Suortti emphasizes that the immediate, observable benefit of AI and digital agents is improved preparation and richer discussion in board meetings. When boards have access to more data points and AI-sourced pre-reading tailored to company-specific scenarios, members arrive better informed and better able to focus on choices rather than information gathering. While hard, public evidence of impact is limited, partly because boards rarely disclose their internal workings, the practical result is clearer, faster, and more future-aware deliberation. 

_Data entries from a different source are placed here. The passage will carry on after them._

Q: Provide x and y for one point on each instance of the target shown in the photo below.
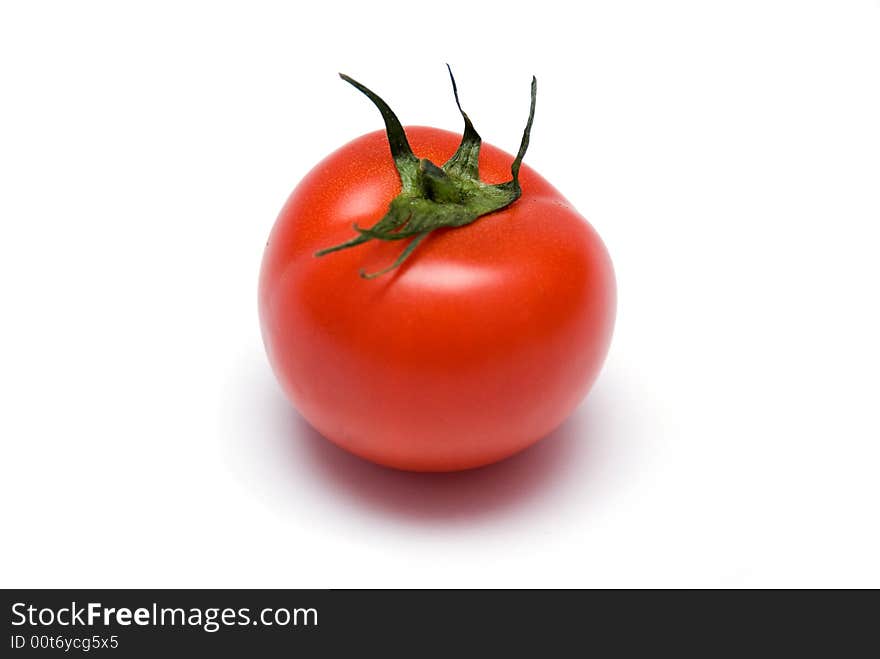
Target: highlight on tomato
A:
(431, 303)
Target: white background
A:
(728, 153)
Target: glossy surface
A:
(478, 346)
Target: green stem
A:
(433, 197)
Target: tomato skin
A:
(478, 346)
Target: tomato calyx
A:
(431, 196)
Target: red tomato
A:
(479, 345)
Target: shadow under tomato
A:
(457, 496)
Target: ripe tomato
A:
(477, 346)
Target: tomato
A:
(479, 345)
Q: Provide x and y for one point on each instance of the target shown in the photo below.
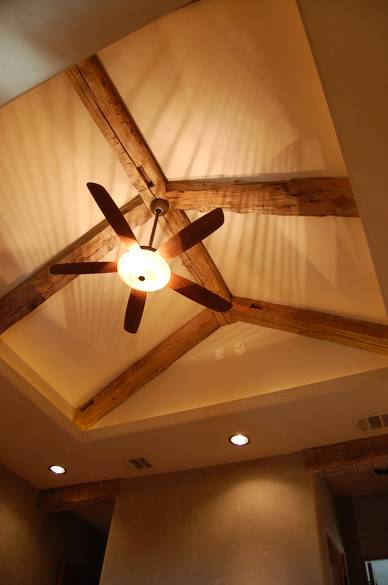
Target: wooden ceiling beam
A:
(311, 196)
(352, 332)
(41, 285)
(346, 457)
(146, 368)
(104, 103)
(74, 497)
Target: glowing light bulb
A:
(239, 440)
(144, 270)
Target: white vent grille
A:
(374, 422)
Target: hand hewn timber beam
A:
(349, 456)
(74, 497)
(352, 332)
(41, 285)
(147, 368)
(314, 196)
(104, 103)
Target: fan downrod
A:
(159, 206)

Axberg notes that the focus on AI governance and AI readiness at the board level reflects AI's disruptive power, and the Executive Management Team may not yet be evaluated on AI related progress. He stresses that many companies fail to gain traction because they prioritize e.g. cost savings or hide behind arguments like overall poor data quality. He suggests that the classic role of the board is changing in today’s faster-paced environment, moving away from being primarily a controlling organ, and we should see the first AGI board member appear at some point in the very near future.

A Mix of Specialist and Shared Capability

On composition and competence, Suortti advocates for a dual approach: it is valuable to have at least one board member with strong technology understanding, but digital literacy should not be confined to a single specialist. 

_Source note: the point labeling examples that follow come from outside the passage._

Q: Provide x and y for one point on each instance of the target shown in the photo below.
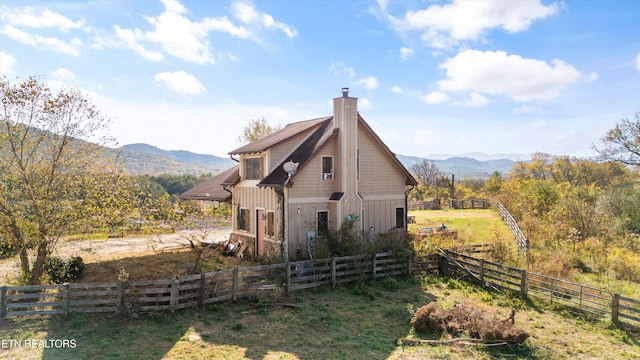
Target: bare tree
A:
(622, 143)
(256, 129)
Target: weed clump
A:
(462, 319)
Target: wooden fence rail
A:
(195, 290)
(523, 242)
(576, 298)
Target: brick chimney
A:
(345, 119)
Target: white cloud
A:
(498, 74)
(42, 42)
(405, 53)
(339, 67)
(369, 83)
(30, 17)
(444, 25)
(177, 35)
(7, 62)
(180, 82)
(476, 100)
(526, 109)
(435, 97)
(129, 38)
(248, 15)
(364, 103)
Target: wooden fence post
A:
(615, 308)
(202, 290)
(373, 267)
(234, 291)
(65, 299)
(333, 272)
(523, 283)
(287, 285)
(3, 302)
(120, 295)
(175, 292)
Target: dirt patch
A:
(151, 257)
(462, 319)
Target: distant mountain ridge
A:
(145, 159)
(463, 167)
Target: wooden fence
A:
(576, 298)
(523, 242)
(469, 204)
(195, 290)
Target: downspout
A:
(406, 207)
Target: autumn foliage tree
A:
(54, 173)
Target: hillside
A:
(463, 167)
(143, 159)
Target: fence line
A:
(469, 204)
(523, 242)
(576, 298)
(195, 290)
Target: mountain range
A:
(144, 159)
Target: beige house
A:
(294, 185)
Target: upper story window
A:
(253, 168)
(327, 168)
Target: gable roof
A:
(304, 152)
(283, 134)
(278, 177)
(212, 189)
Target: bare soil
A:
(144, 258)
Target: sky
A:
(431, 77)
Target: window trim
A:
(324, 231)
(327, 176)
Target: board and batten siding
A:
(247, 195)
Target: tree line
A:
(57, 179)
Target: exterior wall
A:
(246, 195)
(378, 174)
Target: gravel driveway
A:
(97, 250)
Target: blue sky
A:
(432, 77)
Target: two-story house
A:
(294, 185)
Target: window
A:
(253, 168)
(400, 218)
(358, 164)
(327, 168)
(243, 219)
(270, 224)
(323, 223)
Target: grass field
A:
(363, 321)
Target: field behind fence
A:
(575, 298)
(195, 290)
(232, 284)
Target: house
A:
(293, 185)
(210, 192)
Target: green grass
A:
(350, 322)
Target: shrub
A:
(60, 271)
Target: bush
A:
(60, 271)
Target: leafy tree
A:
(52, 169)
(622, 143)
(256, 129)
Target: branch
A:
(458, 341)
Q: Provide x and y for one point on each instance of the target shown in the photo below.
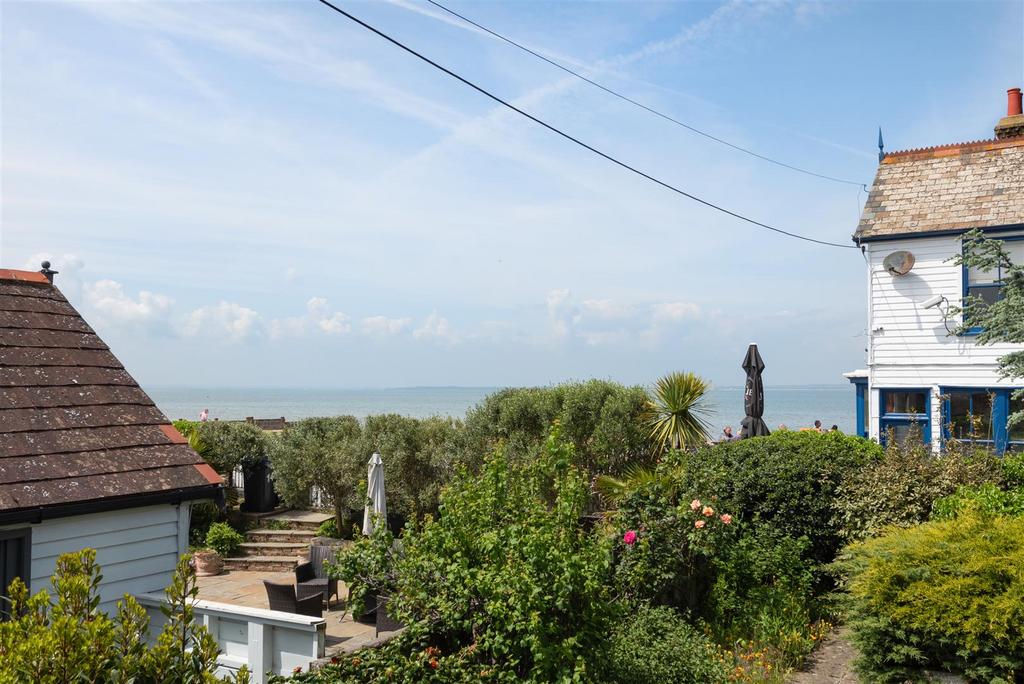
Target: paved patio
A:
(246, 588)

Everyone around the table needs sufficient curiosity and capability to engage with AI-supported outputs and to probe their implications. This combination - deeper tech insight plus a broadly informed board - better equips the board to use AI agents and other digital tools without ceding judgment to technology.

Stronger Ties to Technology Leadership and Secure Practices

Suortti notes that the changing environment also alters relationships between the board and the company’s executive technology leaders. CIOs and CISOs are increasingly expected to be business-articulate and to support the board with technology updates as well as accessible, secure workspaces for the board’s AI-assisted work.

Companies should ensure secure, company-specific environments for board work and consider raising the profile of CIOs within the leadership team. Across industries the tempo differs, but Suortti’s view is consistent: every board should consider how to embed AI and digital capabilities into its governance to remain effective in a faster, more uncertain world.